В протокол внесли, что ни кровоподтеков, ни ран на теле не оказалось, легкие же были переполнены водой, как обычно у всех утопленников, но в столе нашлась довольно толстая и переплетенная записная тетрадь, давшая много ценных сведений любознательному становому.

Тут было и описание «четырехконной русско-американской молотилки», взятое, как о том говорила ссылка, из третьего тома «Трудов императорского Вольно-экономического общества» за 1854 год; и чертежи «практической зимней и летней маслобойки тверского помещика, статского советника Коха»; и разные выписки из «Энциклопедического лечебника домашних животных и дворовых птиц».

Особенно обстоятельная была выписка о кровопускании, так что заботящийся о своем просвещении становой пристав узнал, что кровопускание нужно делать: «у лошадей — из шпорных вен, подкожных локтевых, путовых или средней хвостовой вены; у рогатого скота — из подкожных брюшных или молочных вен; у овец — из шейных, личных, локтевых и бедренных вен…»

Вслед за «пользой кровопускания» много страниц записной тетради было отведено пиявкам и способам искусственного разведения их.

Иные слабохарактерные натуры если и ведут записки свои, то делают это урывками, неразборчивым почерком, не дописывая слов, — вообще небрежно.

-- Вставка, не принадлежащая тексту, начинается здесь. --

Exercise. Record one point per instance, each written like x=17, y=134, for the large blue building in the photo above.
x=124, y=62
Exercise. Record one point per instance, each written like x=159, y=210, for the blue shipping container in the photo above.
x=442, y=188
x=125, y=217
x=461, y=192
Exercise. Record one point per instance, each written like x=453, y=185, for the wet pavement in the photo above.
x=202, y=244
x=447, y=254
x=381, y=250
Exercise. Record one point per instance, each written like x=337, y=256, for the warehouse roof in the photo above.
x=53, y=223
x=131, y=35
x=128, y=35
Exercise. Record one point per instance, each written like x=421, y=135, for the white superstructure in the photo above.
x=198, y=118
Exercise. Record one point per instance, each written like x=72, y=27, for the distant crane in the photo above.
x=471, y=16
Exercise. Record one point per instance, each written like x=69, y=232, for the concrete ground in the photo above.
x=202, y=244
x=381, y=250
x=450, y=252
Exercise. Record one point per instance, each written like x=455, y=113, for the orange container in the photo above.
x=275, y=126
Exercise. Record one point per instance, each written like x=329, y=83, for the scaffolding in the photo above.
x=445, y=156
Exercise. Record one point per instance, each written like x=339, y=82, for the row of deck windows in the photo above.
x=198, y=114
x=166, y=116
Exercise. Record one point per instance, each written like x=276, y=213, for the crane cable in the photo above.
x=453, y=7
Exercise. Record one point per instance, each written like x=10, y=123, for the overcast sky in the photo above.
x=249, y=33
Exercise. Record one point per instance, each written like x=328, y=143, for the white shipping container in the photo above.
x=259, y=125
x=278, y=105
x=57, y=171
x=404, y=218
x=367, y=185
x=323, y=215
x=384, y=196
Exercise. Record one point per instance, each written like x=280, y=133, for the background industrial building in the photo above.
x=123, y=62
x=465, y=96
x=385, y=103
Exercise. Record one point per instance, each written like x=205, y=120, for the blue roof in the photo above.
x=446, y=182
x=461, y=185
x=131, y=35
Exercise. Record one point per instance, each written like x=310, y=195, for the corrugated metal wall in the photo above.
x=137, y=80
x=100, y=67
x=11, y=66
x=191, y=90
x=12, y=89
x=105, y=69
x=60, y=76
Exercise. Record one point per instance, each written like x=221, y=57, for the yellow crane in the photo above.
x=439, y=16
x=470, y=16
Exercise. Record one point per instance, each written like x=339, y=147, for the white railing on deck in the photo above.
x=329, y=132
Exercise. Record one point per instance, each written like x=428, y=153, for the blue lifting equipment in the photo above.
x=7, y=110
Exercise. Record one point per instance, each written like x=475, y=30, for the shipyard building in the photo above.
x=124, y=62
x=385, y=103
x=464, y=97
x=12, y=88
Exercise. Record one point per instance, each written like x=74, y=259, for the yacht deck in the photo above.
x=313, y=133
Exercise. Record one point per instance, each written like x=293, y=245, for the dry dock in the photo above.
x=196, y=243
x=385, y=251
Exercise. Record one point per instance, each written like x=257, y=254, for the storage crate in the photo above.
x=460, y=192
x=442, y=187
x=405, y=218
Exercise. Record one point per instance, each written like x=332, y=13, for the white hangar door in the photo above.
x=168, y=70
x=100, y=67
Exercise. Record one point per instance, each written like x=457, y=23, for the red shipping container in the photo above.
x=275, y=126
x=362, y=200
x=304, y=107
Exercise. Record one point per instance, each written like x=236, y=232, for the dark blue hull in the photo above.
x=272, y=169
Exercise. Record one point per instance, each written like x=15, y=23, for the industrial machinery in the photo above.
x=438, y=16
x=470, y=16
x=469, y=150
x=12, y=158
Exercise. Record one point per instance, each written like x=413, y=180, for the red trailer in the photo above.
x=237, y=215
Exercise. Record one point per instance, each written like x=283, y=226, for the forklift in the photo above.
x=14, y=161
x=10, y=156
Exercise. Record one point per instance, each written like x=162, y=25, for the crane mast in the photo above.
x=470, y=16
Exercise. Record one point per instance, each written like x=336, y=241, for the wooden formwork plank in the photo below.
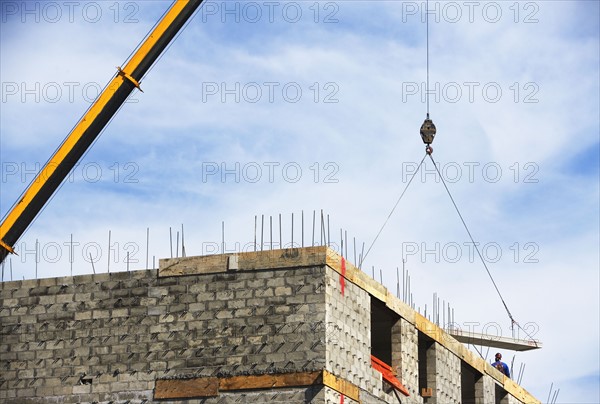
x=186, y=388
x=254, y=382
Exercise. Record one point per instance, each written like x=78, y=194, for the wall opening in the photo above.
x=501, y=395
x=382, y=322
x=426, y=365
x=468, y=379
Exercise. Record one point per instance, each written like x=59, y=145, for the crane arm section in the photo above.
x=91, y=124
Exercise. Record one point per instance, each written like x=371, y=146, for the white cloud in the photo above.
x=171, y=136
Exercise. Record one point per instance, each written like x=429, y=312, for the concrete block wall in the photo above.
x=446, y=375
x=485, y=390
x=408, y=366
x=310, y=395
x=348, y=320
x=107, y=338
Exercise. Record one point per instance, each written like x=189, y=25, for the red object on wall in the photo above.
x=343, y=275
x=388, y=375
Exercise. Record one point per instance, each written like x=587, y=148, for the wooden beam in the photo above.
x=473, y=338
x=186, y=388
x=257, y=382
x=199, y=387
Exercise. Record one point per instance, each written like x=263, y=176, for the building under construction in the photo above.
x=299, y=325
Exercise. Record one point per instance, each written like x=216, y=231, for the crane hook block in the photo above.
x=428, y=131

Совсем не то видел пристав Зарницын в записной тетради своего бывшего друга. Там царили обстоятельность, аккуратность, предусмотрительность, как будто записки эти делались не для себя лично, в помощь памяти, которая не всегда бывает свежа и услужлива, а в назидание потомству или по крайней мере как руководство для деятельных сельских хозяев; поэтому почерк был отчетливый, все слова дописаны; если прилагались чертежи, то и они делались не без изящества, — по линеечке и даже с растушевкой.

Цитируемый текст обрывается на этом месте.